Desirée made a very slight smiling curtsey to her opponent, and pressed Joanna’s arm lightly with her fingers to keep down the retort which trembled on that young lady’s lips. Then they went away together to the little supplementary musical lesson. Melmar had never turned round, nor taken the slightest notice, but he observed, notwithstanding, not only all that was done, but all that was looked and said, and it struck him, perhaps for the first time, that the English of Desirée was perfectly familiar and harmonious English, and that she never either paused for a word nor translated the idiom of one tongue into the speech of another. Uneasy suspicions began to play about his mind: he could scarcely say what he feared, yet he feared something. The little governess was French undeniably and emphatically—and yet she was not French, either, yet bore an unexplainable something of familiarity and home-likeness which had won for her the heart of Aunt Jean, and had startled himself unawares from her first introduction to Melmar. He stood at the window, looking out upon the blank, winterly landscape, the leafless trees in the distance, the damp grass and evergreens near the door, as the cheerful notes of Joanna’s music came stealing through the cold passages. The music was not in bad time, and it was in good taste, for Joanna was ambitious, and Desirée, though not an extraordinary musician herself, kept her pupil to this study with the most tenacious perseverance. As Melmar listened, vague thoughts, almost of fear, stole over him. He had been a lawyer, and a lawyer of a low class, smart in schemes and trickeries. He was ready to suspect everybody of cunning and the mean cleverness of deceit. Perhaps this was a little spy whom he fostered in his house. Perhaps her presence in the Edinburgh school was a trick to attract Joanna, and her presence here a successful plot to undermine and find out himself. His face grew redder still as he “put things together;” and by the time the music ceased, Melmar had concocted and found out (it is so easy to find out what one has concocted one’s own self,) a very pretty little conspiracy. He had found it out, he was persuaded, and it should go no further—trust him for that!
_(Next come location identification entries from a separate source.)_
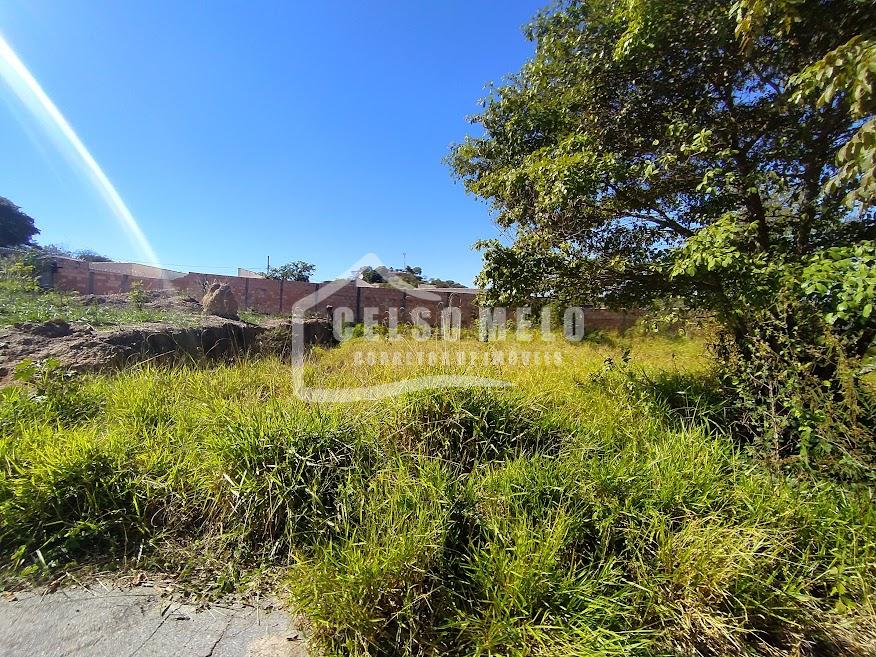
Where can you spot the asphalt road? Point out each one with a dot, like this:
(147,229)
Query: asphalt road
(138,621)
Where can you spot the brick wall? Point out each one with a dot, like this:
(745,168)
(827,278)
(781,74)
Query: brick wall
(279,297)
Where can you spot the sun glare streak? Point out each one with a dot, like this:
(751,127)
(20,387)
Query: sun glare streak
(29,91)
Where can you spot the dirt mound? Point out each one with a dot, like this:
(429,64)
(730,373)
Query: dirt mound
(80,348)
(155,300)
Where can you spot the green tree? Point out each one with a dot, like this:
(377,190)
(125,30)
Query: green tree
(16,228)
(654,149)
(291,271)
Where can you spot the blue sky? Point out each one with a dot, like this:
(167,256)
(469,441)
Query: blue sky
(234,130)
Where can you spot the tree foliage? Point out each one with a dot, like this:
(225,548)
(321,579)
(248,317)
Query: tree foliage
(718,152)
(83,254)
(292,271)
(16,228)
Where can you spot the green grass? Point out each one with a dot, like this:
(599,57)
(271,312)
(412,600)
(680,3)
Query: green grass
(576,513)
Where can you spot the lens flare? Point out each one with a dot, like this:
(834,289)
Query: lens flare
(31,94)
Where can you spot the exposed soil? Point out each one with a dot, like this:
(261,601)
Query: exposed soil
(80,347)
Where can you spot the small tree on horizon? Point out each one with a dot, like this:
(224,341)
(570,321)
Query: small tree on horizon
(299,270)
(16,227)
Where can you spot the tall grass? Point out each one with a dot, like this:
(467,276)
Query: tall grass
(569,515)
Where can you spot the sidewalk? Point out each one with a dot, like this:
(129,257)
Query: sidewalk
(138,622)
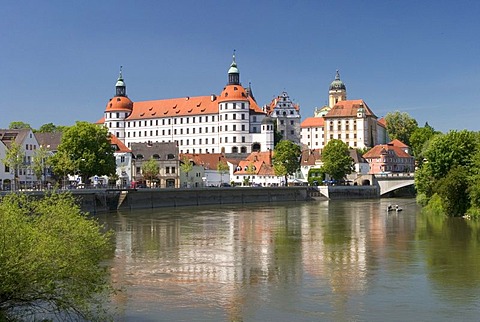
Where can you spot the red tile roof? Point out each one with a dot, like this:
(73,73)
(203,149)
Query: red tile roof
(313,122)
(174,107)
(378,150)
(119,103)
(209,161)
(349,108)
(398,143)
(382,122)
(309,157)
(120,147)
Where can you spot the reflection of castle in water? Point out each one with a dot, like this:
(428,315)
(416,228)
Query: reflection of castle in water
(226,258)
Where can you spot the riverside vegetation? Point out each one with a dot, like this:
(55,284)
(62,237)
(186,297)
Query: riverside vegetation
(51,257)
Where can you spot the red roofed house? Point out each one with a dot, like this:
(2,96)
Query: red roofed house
(231,122)
(287,117)
(391,157)
(257,170)
(351,121)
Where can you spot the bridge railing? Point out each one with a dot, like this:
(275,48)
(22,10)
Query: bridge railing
(395,175)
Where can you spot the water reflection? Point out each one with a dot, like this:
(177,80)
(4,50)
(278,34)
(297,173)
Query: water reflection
(342,260)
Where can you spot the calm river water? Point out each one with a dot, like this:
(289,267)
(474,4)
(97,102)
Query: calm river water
(309,261)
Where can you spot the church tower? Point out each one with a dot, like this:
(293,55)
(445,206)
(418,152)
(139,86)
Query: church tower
(337,91)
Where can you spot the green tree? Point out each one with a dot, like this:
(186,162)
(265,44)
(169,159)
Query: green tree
(88,147)
(336,159)
(222,168)
(51,260)
(150,170)
(286,159)
(14,159)
(453,191)
(400,126)
(419,141)
(186,166)
(456,150)
(62,165)
(19,125)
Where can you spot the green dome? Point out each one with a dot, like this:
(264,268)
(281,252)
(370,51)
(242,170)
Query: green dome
(337,84)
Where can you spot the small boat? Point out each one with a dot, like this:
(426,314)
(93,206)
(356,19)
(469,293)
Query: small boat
(394,208)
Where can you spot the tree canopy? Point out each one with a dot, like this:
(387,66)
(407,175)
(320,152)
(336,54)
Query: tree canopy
(336,159)
(450,172)
(88,148)
(419,140)
(19,125)
(150,170)
(50,128)
(400,126)
(286,159)
(51,258)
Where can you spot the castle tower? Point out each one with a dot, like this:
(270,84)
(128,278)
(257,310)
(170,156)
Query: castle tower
(337,91)
(234,114)
(118,109)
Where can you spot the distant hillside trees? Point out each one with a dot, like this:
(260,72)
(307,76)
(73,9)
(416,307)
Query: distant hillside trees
(400,126)
(85,149)
(450,174)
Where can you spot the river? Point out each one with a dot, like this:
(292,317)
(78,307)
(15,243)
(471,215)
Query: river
(305,261)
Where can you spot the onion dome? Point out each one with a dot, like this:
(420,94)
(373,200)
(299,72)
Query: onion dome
(267,120)
(233,73)
(337,84)
(233,93)
(120,86)
(119,103)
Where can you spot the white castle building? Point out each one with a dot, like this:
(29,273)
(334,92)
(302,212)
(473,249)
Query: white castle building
(231,122)
(351,121)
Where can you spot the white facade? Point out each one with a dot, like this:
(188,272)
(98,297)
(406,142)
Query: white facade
(228,123)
Accordingly, when his daughter and her governess returned, Melmar paid them a compliment upon their music, and was disposed to be friendly, as it appeared. Finally, after he had exhausted such subjects of chat as occurred to him, he got up, looking at Desirée, who was now busy with her embroidery.

“I rather think, mademoiselle, you have been more than three months here,” said Melmar, “and I have been inconsiderate and ungallant enough to forget the time. I’ll speak with you about that in my study, if you’ll favor me by coming there. I never speak of business but in my own room—eh, Joan? You got your thrashings there when you were young enough. Where does mademoiselle give you them now?”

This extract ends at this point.